Tin Foil Hats

The Priest says “Mickey – you cannot divorce Minnie because she’s crazy;” and Mickey says “I didn’t say that she was crazy, I said that she’s F@#$ing Goofy!”

Archive for the ‘Idiots’ Category

Yes – I have already seen Cloverfield

Posted by tinfoilhats on January 19, 2008

Yep.  The viral advertising worked on me.  I saw Cloverfield on opening weekend.

That says a lot right there.  I hate going to the movie theatre.  I hate how crowded it is, and how rude the talkers are, and I hate how freaking overpriced it is.  When I go to the theatre, it is because I want to see something on the big screen, and dammit – I wanted to see this on the big screen.

No spoilers from me.  I really, really enjoyed this flick; quite a bit more than I had expected to.  The monster was utterly amazing, and they showed just enough to get the point across and to leave you wanting more.  The monster was as much of a character in this story as was New York City itself.  They both played their roles brilliantly.

As for the human actors, not bad all around.  I actually felt sympathetic to all, and I even liked a lot of them (and not just because Marlena was hot…oy vey!)  The script had a lot of nice lines, most delivered by the guy who showed up on camera the least, and the bottom line was simple: this was a flick about people and their very human reactions to something as completely otherworldly as a big nasty from the deep attacking a heavily populated city.

Incredible special effects; nifty product placement; clever camera work…three thumbs up from me!

But enough about the film…since this was a film about people, let’s discuss people.  Namely, the people who thought it was a good idea to bring young children to a flick like this.  From the first attack through the end of the movie there were young kids who kept going up and down the stairs to duck out in the hallway, obviously freaked out by the movie.  Hell, I was freaked out by the movie on more than one occassion!  There were several “HOLY SH*T!” moments throughout this and it was clearly not made for young children in mind.  I know that it says “PG-13,” but that does not mean “my 5-year old kid will love this!”  There were at least two little kids crying in the hallway where their parents had taken them…so that they could still watch the movie.  Let me tell you – half of the freak-out factor comes from the sounds in this movie.  A 5-year old closing his or her eyes isn’t going to stop the deafening roar which will likely be with them for many dreams to come.
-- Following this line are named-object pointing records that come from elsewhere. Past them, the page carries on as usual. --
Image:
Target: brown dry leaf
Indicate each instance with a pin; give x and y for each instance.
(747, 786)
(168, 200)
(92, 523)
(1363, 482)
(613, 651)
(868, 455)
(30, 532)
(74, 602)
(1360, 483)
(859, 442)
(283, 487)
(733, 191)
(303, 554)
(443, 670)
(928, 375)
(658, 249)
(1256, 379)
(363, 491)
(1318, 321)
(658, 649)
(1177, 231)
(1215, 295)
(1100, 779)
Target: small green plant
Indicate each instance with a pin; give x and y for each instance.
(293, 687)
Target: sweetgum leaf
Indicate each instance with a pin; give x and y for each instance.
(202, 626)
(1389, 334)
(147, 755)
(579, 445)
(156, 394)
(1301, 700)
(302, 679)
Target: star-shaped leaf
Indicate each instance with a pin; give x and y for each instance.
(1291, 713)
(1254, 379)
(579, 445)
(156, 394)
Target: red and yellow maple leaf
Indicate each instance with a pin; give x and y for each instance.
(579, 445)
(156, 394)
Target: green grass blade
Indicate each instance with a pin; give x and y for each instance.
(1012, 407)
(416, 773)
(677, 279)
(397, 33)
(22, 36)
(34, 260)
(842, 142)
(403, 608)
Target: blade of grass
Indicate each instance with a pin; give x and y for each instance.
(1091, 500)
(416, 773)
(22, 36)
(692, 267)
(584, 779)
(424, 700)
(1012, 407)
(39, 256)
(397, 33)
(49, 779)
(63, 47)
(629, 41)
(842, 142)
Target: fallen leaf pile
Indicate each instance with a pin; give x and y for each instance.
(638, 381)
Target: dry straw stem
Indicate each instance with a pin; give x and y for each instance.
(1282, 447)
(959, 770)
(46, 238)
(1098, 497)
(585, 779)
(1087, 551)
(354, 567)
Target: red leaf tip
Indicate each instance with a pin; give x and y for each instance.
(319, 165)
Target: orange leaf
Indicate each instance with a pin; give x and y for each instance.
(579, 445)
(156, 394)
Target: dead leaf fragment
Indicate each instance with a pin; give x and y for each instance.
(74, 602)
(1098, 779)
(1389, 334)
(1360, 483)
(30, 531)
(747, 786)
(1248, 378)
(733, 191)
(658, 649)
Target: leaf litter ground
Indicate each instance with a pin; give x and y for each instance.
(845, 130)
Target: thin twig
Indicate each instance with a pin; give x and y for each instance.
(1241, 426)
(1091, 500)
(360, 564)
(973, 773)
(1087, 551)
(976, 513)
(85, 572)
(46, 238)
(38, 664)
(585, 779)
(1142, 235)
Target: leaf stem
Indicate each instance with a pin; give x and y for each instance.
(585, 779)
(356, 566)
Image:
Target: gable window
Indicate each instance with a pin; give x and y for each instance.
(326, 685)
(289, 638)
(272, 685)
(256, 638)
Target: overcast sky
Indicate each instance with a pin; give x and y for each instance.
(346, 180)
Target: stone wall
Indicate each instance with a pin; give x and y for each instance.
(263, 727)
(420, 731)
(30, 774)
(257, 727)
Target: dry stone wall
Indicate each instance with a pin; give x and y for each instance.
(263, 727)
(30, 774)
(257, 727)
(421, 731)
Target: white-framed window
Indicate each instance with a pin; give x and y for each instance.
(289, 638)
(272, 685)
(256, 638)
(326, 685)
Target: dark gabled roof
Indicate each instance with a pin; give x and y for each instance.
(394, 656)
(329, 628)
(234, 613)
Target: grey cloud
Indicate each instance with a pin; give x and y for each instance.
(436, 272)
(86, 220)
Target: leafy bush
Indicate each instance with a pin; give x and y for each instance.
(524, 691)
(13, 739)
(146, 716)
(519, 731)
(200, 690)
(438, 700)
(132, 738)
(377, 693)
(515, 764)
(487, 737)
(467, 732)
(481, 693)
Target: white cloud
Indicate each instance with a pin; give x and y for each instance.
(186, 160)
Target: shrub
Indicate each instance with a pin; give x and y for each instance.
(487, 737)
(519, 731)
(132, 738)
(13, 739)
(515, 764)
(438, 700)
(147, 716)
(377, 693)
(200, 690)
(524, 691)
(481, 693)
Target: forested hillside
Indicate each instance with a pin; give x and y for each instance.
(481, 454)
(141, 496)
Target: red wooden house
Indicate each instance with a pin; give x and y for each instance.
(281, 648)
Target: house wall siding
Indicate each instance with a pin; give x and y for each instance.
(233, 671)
Another fun group of people I saw were the “cell-phone photojournalists,” who had their phones out throughout the movie, trying to snap an image of the monster at various points so that they could go put them on the net, I’m assuming.  In a dark theatre a fully-lit screen from a RAZR can be phenomenally annoying…and there were several of them.  Movie stills will hit the net soon enough, so was it really worth being so damned inconsiderate of others for these clowns to get their “Jimmy Olsen” on?  Not quite, says this reporter…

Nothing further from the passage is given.